Wednesday, January 28, 2009

Tolerance

I am rather weary of the word “tolerate” and its other related word “tolerance.” I remember these words cropping up like weeds in high school. Despite growing up in a “conservative” area, the ideology of my public high school was very secular humanist. Even then, however, I was wary of the words. I always defined “tolerate” as something one really didn’t like, but lived with because there was no choice—like lima beans for dinner. The one eating must tolerate the lima beans in order to get to the dessert. (Let me say for the record: I actually like lima beans. Maybe I should say celery instead, as I loathe celery.)
Today “tolerate” and “tolerance” carry the implied definition of “one of the majority must deal with any minority-influenced ideology or lifestyle or habit or action one disagrees with and must not say anything lest one be branded a closed-minded bigot.” Okay, maybe that’s over the top, but can people fully disagree when they hear it used in such a manner in media soundbites?
Tolerance is the natural outgrowth of postmodernism, it seems. There is no right and wrong, only what works for the individual. There are no universals left. Since we can’t agree on things because we have no foundation for what is true, good, right, and decent, the only available option is to agree to disagree. Such agreement becomes tolerance because we are both immovable.

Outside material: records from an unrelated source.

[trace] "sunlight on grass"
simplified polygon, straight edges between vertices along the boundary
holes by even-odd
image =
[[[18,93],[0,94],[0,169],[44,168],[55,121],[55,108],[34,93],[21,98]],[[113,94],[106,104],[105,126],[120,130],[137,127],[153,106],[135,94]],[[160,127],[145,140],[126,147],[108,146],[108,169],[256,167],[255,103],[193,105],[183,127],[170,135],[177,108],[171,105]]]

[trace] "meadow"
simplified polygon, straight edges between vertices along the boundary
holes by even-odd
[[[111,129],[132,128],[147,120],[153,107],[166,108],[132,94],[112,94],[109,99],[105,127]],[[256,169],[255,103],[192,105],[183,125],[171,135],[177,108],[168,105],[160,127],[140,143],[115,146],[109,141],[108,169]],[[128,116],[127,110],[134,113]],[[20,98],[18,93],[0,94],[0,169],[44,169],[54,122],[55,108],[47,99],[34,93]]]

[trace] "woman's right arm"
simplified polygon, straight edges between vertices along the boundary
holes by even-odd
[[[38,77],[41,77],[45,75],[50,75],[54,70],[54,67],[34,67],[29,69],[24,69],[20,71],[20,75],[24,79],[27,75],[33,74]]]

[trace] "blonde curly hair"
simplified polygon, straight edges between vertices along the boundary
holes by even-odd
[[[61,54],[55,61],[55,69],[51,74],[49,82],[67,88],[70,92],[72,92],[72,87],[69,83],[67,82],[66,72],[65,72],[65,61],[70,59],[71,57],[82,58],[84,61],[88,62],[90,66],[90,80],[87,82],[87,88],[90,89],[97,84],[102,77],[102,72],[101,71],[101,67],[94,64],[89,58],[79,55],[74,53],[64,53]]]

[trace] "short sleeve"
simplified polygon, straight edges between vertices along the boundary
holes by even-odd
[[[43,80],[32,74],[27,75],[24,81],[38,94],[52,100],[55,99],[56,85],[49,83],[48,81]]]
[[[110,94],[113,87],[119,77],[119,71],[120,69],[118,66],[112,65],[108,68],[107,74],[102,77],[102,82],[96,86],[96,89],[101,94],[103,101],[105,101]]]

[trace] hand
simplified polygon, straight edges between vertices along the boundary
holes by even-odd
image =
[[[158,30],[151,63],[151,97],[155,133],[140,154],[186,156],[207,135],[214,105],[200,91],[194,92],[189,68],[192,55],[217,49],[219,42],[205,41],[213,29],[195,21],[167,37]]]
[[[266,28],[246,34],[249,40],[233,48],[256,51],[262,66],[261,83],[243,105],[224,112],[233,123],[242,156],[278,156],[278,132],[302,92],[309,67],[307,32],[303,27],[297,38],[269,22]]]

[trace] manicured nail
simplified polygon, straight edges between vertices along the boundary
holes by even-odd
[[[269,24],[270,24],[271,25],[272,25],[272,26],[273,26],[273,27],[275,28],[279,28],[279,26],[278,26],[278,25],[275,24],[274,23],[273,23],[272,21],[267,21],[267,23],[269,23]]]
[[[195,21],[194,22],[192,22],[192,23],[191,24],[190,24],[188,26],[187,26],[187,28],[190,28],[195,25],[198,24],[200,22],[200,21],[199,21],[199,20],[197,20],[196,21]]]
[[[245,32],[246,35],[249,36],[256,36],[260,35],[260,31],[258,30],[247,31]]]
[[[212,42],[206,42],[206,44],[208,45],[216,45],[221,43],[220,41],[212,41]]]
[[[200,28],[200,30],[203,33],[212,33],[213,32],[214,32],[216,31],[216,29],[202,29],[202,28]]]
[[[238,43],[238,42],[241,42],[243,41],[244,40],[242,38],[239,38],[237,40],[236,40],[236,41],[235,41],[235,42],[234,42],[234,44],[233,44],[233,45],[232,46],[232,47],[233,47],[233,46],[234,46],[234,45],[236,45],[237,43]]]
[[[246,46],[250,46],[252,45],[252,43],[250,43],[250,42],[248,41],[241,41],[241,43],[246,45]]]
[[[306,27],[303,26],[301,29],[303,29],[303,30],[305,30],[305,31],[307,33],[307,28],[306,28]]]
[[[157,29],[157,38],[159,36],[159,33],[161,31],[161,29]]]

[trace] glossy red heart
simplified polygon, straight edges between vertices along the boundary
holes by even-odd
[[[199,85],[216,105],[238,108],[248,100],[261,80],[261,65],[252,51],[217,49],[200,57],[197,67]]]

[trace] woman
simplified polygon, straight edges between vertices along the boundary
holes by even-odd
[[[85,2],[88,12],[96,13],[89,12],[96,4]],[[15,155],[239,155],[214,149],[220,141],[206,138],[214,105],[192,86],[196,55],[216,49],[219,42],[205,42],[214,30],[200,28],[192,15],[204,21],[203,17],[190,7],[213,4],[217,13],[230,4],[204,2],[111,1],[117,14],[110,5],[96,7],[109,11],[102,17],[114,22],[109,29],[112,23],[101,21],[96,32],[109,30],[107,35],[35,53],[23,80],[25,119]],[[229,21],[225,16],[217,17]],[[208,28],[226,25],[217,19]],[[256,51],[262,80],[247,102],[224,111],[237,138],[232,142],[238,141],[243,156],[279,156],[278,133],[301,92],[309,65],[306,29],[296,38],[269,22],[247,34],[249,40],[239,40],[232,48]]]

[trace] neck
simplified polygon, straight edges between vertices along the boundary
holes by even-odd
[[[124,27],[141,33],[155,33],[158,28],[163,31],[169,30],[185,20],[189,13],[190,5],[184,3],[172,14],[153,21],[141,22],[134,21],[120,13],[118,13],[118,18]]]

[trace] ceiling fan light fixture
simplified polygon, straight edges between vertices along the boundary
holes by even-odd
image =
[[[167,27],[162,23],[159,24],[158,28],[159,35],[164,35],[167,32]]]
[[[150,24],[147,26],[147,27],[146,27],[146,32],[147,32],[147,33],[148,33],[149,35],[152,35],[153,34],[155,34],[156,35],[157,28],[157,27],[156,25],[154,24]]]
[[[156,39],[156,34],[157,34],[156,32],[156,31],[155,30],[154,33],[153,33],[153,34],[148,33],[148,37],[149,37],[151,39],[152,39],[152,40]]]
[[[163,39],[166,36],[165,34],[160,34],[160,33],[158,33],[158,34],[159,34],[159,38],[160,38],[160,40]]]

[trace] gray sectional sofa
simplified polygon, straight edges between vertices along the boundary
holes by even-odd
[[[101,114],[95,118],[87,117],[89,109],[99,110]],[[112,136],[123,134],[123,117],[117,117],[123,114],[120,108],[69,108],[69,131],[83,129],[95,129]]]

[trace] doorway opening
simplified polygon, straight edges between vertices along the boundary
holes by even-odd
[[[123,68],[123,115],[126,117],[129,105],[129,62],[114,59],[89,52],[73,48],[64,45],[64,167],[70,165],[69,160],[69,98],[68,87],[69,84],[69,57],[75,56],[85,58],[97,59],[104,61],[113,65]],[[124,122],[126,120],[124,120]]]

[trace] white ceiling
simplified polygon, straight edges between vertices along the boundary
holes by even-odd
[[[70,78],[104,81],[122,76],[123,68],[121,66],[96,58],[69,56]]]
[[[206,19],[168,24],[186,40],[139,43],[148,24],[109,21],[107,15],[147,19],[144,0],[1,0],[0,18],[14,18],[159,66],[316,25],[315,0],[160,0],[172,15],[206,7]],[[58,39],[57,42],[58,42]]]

The problem is that whether one recognizes truth or not, it is still there. There are still issues that cannot be “tolerated”. If it were truly so, the police would have to tolerate speeders, murderers, and those driving while intoxicated. Rapists must be tolerated for their lifestyle choice, as would child and spouse abusers. They have every right to live the way they wish. Yes, this is demonstrating absurdity by being absurd. There seems to be a point where common society cannot tolerate certain ideologies.
I would agree with the man who stated that tolerance is not love and suggested one tells their spouse, “I tolerate you,” instead of, “I love you.” It’s awfully cold to be sleeping in the doghouse these days. We should love people and not tolerate them. We should not tolerate their behavior but help them change. I will fully recognize gray areas here. In a perfect world this would work perfectly. Of course, in a perfect world this would not be an issue. A teacher cannot tolerate her students hitting each other on the playground. The behavior would be addressed, and the students would work towards correcting the behavior. The teacher would still love the students. To do otherwise, the teacher would not be diligent in her vocation. How can it be any different with us and our neighbor?